The orchestra, stage band and performers would be performing and amplified live all in the same room as the audio system, audience and the TV production.
This was going to be a demanding task; the audio system must not intrude either visually or technically and any problems would be of the ‘career ending type’ in front of a very large viewing audience.
McLean Audio’s Richard Bilinski in consultation with Steve Delmenico Channel 9’s audio director for the event decided to try something new that he hoped would handle many of the potential problems in one swoop. The new Nexo Geo-S system had the directivity, compact size and lightweight that would make it easy to fly and control.

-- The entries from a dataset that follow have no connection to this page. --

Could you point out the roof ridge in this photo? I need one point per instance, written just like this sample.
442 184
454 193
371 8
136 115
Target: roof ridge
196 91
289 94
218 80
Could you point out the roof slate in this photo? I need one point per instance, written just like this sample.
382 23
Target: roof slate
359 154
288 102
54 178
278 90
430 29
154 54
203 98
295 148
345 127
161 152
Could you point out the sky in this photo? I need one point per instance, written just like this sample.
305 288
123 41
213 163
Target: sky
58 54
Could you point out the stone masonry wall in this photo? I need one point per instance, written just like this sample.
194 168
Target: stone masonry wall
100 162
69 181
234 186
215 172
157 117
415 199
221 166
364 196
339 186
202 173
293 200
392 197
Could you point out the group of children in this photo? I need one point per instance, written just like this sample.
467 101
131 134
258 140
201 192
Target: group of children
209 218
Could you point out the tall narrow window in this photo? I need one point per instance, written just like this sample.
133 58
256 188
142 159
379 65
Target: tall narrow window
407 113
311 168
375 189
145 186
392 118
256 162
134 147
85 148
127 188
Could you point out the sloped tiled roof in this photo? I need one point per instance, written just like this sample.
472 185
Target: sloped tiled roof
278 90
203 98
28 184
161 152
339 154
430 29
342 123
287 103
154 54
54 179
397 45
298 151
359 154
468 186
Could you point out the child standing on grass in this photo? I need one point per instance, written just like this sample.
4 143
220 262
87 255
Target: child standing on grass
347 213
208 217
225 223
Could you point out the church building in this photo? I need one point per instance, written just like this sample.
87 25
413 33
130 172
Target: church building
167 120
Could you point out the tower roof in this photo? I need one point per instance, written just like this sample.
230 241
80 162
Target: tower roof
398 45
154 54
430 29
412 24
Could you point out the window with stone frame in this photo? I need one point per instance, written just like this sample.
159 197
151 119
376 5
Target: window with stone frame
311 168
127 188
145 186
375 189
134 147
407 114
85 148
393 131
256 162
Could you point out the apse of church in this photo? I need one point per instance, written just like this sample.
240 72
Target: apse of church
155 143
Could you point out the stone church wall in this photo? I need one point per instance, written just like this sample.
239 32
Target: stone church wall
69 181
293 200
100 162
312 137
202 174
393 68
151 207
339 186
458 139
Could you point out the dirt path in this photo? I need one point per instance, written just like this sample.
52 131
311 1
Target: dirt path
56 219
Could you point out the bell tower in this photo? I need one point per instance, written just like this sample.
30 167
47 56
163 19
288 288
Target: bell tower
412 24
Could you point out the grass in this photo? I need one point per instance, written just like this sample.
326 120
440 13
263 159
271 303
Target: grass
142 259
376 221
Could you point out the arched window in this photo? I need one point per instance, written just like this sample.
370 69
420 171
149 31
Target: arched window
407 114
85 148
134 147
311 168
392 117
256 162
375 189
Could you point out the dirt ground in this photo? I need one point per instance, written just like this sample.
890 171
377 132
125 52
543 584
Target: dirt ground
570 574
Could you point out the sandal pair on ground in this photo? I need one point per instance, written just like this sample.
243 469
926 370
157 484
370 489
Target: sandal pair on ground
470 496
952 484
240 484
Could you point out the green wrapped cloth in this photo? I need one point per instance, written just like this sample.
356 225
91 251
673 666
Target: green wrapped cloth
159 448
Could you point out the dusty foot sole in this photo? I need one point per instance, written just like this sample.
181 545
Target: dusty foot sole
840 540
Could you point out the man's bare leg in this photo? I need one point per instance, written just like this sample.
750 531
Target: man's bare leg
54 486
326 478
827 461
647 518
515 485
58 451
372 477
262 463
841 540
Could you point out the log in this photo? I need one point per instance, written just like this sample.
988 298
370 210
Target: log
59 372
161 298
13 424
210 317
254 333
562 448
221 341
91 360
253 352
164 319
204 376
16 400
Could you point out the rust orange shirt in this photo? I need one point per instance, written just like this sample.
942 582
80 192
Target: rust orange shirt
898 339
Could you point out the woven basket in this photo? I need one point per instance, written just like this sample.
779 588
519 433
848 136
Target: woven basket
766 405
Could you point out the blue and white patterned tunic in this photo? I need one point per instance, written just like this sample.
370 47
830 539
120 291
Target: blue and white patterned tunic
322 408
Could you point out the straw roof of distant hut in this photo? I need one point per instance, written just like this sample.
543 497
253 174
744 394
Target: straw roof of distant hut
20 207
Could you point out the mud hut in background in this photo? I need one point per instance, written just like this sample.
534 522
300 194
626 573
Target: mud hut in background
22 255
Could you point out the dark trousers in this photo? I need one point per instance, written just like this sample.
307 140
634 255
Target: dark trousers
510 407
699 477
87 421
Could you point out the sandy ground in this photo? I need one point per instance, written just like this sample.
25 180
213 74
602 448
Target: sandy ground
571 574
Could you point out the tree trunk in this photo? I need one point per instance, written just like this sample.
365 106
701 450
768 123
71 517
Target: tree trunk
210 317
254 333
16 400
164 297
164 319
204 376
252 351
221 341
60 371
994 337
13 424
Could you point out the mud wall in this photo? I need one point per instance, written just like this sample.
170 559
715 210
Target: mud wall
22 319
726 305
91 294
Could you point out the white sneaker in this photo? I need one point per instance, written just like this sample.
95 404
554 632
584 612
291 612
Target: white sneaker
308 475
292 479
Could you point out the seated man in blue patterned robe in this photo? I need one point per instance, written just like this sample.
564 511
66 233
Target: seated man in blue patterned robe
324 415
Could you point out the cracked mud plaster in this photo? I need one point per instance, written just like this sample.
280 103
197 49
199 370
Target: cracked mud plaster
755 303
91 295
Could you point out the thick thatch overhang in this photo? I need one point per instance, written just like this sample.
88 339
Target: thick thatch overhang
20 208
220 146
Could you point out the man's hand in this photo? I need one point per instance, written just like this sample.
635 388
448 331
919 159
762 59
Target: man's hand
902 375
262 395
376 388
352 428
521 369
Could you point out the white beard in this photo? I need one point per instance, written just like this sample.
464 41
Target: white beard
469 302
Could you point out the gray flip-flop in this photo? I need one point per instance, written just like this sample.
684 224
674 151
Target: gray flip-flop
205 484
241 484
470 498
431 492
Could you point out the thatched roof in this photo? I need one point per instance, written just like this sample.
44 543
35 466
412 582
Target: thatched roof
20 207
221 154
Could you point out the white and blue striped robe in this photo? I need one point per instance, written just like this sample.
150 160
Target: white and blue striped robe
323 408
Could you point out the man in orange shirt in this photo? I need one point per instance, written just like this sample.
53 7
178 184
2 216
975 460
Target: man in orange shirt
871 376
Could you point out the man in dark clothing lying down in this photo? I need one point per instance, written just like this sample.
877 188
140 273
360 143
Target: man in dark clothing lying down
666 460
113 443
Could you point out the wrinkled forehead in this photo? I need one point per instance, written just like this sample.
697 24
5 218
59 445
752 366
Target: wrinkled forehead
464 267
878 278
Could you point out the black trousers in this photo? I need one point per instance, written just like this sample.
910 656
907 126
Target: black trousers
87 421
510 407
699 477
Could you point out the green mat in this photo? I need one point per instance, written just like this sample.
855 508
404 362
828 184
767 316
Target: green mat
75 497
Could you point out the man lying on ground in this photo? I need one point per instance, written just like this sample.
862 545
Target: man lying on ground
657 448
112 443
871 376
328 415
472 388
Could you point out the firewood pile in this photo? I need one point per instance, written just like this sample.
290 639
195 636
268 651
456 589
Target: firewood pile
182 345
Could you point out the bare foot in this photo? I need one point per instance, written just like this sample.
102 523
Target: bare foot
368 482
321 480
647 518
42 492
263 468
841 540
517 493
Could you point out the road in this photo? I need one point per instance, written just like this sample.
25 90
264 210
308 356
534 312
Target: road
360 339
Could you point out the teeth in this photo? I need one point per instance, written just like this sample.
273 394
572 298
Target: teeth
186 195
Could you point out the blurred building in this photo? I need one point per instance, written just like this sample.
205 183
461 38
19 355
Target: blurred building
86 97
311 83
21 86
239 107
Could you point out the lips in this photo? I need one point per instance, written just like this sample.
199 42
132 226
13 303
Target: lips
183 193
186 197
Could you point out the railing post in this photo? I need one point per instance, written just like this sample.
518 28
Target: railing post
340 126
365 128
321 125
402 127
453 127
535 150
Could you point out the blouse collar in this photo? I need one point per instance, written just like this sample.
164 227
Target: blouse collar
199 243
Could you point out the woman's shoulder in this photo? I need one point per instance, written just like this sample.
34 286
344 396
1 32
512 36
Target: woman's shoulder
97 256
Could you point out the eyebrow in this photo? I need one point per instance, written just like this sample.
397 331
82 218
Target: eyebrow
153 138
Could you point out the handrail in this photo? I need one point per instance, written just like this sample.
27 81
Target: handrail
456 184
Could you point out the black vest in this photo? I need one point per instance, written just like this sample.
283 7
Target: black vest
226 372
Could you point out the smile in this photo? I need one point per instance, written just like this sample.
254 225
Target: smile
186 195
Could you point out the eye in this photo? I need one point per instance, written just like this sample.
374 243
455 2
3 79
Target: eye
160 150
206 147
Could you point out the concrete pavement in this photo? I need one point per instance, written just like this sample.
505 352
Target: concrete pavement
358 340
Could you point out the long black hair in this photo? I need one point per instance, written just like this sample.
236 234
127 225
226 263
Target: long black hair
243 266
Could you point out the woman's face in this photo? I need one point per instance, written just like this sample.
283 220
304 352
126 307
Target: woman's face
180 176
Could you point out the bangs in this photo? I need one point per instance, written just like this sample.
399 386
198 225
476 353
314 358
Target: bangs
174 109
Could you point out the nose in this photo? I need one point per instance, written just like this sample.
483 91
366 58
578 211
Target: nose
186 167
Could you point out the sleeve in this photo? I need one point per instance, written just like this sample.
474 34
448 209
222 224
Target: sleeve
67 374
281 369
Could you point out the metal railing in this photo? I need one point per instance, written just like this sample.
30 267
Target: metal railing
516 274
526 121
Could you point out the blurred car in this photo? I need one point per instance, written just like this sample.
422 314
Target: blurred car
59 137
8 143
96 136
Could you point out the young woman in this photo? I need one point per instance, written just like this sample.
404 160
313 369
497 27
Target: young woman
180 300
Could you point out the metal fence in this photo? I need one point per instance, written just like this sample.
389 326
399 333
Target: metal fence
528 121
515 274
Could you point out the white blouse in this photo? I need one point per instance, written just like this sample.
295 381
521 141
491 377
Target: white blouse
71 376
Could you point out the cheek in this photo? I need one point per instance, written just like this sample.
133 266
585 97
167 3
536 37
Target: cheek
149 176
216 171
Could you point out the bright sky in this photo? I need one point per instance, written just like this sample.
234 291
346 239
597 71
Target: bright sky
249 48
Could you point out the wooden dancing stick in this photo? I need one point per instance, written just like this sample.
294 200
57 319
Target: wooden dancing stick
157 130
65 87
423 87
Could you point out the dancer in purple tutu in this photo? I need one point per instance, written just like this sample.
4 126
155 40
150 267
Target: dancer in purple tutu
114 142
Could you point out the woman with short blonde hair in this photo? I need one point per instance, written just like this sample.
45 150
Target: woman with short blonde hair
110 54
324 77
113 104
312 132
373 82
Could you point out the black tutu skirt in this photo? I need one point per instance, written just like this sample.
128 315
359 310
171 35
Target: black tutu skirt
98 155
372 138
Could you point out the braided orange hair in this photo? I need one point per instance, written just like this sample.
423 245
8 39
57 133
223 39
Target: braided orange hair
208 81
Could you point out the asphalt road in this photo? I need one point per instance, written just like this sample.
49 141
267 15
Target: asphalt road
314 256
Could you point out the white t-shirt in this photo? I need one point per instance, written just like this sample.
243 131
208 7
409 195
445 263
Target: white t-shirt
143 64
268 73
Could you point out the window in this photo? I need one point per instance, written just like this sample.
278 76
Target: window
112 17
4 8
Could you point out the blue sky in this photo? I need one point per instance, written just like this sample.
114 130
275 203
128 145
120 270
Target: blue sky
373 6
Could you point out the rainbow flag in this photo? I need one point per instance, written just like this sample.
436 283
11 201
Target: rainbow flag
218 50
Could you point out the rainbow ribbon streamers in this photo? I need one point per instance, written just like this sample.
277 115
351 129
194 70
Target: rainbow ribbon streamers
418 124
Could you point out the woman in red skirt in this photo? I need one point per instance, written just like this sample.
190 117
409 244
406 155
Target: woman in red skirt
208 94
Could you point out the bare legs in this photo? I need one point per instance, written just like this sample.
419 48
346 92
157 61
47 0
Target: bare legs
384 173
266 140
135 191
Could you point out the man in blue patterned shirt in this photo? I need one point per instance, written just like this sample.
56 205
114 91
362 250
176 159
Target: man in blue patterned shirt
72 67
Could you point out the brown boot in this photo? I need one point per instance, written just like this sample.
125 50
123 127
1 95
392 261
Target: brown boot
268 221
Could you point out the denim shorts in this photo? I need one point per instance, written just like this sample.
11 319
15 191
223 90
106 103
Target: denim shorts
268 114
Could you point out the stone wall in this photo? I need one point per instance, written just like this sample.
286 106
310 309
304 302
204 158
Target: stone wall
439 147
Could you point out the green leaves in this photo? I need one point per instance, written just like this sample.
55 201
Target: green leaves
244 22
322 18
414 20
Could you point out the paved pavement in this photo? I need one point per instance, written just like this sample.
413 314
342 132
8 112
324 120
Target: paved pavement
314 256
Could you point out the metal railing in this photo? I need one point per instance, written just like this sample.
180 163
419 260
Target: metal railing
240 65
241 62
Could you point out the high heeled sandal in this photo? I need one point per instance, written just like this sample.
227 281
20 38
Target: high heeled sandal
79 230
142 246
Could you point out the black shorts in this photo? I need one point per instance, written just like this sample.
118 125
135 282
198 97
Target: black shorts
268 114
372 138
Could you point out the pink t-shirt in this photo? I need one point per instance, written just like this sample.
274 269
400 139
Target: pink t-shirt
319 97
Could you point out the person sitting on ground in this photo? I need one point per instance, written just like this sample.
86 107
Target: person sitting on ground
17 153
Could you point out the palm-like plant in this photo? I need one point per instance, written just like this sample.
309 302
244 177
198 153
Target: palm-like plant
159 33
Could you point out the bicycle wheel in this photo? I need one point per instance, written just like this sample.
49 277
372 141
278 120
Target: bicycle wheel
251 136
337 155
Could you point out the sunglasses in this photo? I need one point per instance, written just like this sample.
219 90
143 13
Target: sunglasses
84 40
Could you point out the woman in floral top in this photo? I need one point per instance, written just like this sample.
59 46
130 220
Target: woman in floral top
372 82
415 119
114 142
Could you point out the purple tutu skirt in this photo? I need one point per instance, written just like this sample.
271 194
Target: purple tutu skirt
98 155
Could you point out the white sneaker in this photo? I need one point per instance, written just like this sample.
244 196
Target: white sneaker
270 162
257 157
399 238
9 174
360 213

This was a bold move as this would be the first time McLean’s had employed the Nexo Geo S system at a live televised awards ceremony.
After modelling the venue with the proprietary Nexo Geo array software, considering all the camera angles and audience/performer positioning, four compact hangs of Geo were planned.
The L+R program was divided evenly between the four arrays. The outer hangs consisted of five Geo-s 805 and one 830 enclosures while the inner boxes consisted of four 805 and one 830. Richard and his crew found the array modelling software a very accurate prediction against actual performance with no sacrifice in coverage.
At the show’s end there was wall-to-wall smiles as the maiden gig for the Geo went off without a hitch.
Richard purchased the Geo system after an extensive evaluation of many of the line array technologies available. Not known for rushing in to the first fad product or believing spurious technical arguments, Richard and the crew at McLeans see the Geo as an effective tool in getting the right results when the event organiser says, “I’ve got this great idea but it’s probably impossible”.